Logistic Regression

A Powerful Tool for Classification

Basics of Logistic Regression

Classification Algorithm:

  • Two categories for the outcome variable (analysed in what follows): e.g. Unemployed true or false

  • Multiple categories for the outcome variable (not covered here)
    • unordered logistic regression
    • ordered logistic regression »

A Mock-Up Example to Introduce the Idea

Code
library(tidymodels); library(kableExtra); library(janitor); library(rio)
DataYachts=import("https://lange-analytics.com/AIBook/Data/DataYachts.csv")%>% 
  mutate(YachtNum=Yacht, Yacht=as.factor(Yacht)) 
kbl(DataYachts %>% select(-YachtNum), caption="Income and Yacht Ownership") %>% 
  kable_styling(bootstrap_options=c("striped","hover"), position="center", full_width = F)
Income and Yacht Ownership
Name Income Yacht
Jack 45 1
Sarah 50 0
Carl 55 0
Eric 60 0
Zoe 67 0
James 250 1
Enrico 280 1
Erica 320 1
Stephanie 370 1
Susan 500 1

Using OLS is a Tempting (but bad) Idea

Code
library(plotly)
ggplotly(ggplot(aes(x=Income,y=YachtNum),data=DataYachts)+
  geom_point(size=2.7, color="magenta")+
  scale_x_continuous(limits = c(-50,500), breaks = seq(0,500,50))+ 
  scale_y_continuous(breaks = seq(0,1.25,0.25))+ 
  labs(y="Probability of Yacht Ownership", x="Income in $1,000"))
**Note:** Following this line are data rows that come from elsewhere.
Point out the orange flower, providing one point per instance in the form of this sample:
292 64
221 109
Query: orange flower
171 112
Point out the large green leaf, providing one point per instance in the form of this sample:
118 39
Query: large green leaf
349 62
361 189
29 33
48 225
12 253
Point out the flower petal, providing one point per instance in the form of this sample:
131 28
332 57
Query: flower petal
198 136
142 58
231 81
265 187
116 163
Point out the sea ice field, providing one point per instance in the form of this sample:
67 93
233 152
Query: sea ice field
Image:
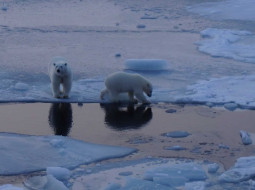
193 51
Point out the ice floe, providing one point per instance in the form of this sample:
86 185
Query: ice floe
146 64
246 138
228 9
10 187
23 153
59 173
243 170
176 134
45 183
235 89
234 44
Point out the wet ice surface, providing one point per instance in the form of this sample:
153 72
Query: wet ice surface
23 154
105 41
100 37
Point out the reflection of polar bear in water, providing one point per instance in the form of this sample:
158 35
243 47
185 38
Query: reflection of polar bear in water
133 84
60 73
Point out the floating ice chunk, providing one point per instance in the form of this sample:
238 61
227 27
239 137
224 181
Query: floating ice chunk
53 184
141 26
113 186
243 170
21 86
176 134
143 184
213 168
175 148
59 173
146 64
4 8
252 184
223 146
228 9
171 111
125 173
228 43
246 138
170 181
10 187
224 89
179 172
23 153
230 106
36 182
198 185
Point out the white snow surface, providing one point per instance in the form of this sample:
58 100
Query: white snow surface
226 10
234 44
10 187
22 153
243 170
146 64
238 89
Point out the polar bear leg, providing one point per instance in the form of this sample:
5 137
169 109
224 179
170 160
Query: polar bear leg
139 95
66 88
56 90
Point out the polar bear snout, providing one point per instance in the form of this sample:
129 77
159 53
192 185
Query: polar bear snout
149 93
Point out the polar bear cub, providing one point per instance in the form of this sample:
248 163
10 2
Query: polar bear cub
60 74
133 84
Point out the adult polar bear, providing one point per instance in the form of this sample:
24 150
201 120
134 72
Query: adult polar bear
133 84
60 74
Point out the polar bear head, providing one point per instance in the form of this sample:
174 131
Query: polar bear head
147 88
60 69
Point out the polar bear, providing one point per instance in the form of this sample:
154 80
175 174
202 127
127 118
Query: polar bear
133 84
60 74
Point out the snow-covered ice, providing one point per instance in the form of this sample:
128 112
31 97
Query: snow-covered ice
243 170
177 134
23 153
48 182
246 138
228 9
235 89
10 187
59 173
235 44
146 64
213 168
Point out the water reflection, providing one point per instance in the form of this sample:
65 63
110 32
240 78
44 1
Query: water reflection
61 118
130 117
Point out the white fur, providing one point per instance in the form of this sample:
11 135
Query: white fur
133 84
60 74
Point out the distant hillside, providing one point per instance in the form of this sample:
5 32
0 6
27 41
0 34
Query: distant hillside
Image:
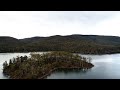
89 44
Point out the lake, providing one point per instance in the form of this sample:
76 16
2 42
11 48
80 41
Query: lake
106 67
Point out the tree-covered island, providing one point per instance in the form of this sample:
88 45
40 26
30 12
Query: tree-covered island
39 66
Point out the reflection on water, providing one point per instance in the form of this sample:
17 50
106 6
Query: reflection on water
106 67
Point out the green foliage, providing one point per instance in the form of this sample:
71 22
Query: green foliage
39 65
85 44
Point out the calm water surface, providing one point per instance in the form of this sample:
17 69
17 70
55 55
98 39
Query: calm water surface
106 67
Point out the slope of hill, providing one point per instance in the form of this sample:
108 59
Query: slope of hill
88 44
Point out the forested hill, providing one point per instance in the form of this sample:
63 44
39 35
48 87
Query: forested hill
89 44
Using OLS is a Tempting (but bad) Idea

Code
library(plotly)
ggplotly(ggplot(aes(x=Income,y=YachtNum),data=DataYachts)+
  geom_hline(yintercept = 0.5)+
  geom_point(size=2.7, color=ifelse(DataYachts$Income==45,"red","cyan"))+
  geom_smooth(method="lm",se=FALSE, size=1.7)+
  scale_x_continuous(limits = c(-50,500), breaks = seq(0,500,50))+ 
  scale_y_continuous(breaks = seq(0,1.25,0.25))+ 
  labs(y="Probability of Yacht Ownership", x="Income in $1,000"))

Quick Way to Find a Decision Boundary

  1. Find the intersection point between the prediction line and the horizontal 0.5 probability line.
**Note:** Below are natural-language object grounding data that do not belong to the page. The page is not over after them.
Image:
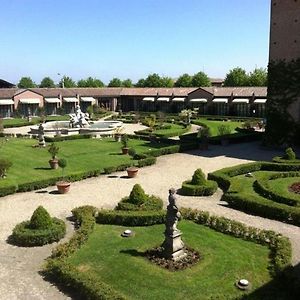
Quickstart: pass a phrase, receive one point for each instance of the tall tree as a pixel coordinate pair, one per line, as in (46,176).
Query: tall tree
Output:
(200,79)
(47,82)
(166,81)
(258,77)
(115,82)
(67,82)
(140,83)
(90,82)
(153,80)
(127,83)
(185,80)
(26,83)
(236,77)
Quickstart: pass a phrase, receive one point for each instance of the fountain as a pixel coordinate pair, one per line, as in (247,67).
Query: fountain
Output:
(79,119)
(79,123)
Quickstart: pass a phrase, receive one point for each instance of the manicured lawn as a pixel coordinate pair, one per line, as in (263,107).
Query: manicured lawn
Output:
(120,263)
(31,164)
(17,122)
(169,131)
(213,125)
(281,186)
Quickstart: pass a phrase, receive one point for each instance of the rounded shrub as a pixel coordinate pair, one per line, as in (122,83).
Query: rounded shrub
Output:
(290,154)
(40,219)
(137,195)
(41,229)
(198,177)
(138,200)
(198,186)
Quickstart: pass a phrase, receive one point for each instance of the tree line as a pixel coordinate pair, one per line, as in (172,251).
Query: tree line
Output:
(235,77)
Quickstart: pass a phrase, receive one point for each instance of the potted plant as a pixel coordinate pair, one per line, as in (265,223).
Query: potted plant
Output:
(124,141)
(63,186)
(117,134)
(132,172)
(224,133)
(53,150)
(203,134)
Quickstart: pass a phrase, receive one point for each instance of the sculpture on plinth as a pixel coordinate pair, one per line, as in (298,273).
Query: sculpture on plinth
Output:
(173,245)
(79,119)
(41,136)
  2. Draw a vertical line through the intersection point. This line is called a decision boundary.

  3. All incomes left of the decision boundary (income smaller than 158) are predicted as “no”. All incomes right of the decision boundary (income greater than 158) are predicted as “yes”.»

Why OLS for Classification is a Bad Idea

Note, incomes > $370,000 are predicted with a probability > 100% to be yacht owners(?)
E.g. probability of owning a yacht for an income of $500,000 is 125% (?)

A similar problem can occur with negative probabilities!

A Step-Function as an Alternative to OLS

The Logistic Function

  • The Logistic function (confusingly sometimes also called the sigmoid function):

\[ y_i=\frac{1}{1+e^{-x_i}} \]

We use: \(y_i=P^{rob}_{yes,i}\) and \(x_i=\beta_1 Inc_i+\beta_2\) which gives us:

\[ P^{rob}_{yes,i}=\frac{1}{1+e^{-(\beta_1 Inc_i+\beta_2)}} \] \(\beta_1\) and \(\beta_2\) change slope and position
\(\beta_1=1\) and \(\beta_2=0\) gives the org. logistic function.
🤓

What Makes the Logistic Function so Special?

— compared to other sigmoid (step) functions —

Time for some mathematical magic:

Logistic function \(P^{rob}_{yes,i}\) := probability for positive event (e.g. yacht ownership: yes):

\[P^{rob}_{yes,i}=\frac{1}{1+e^{-(\beta_1\cdot x_i+\beta_2)}} \]

Take the inverse on both sides of the equation:

\[\frac{1}{P^{rob}_{yes,i}}=1+e^{-(\beta_1\cdot x_i+\beta_2)}\]

Subtract 1 on both sides:

\[\frac{1}{P^{rob}_{yes,i}}-1=e^{-(\beta_1\cdot x_i+\beta_2)}\]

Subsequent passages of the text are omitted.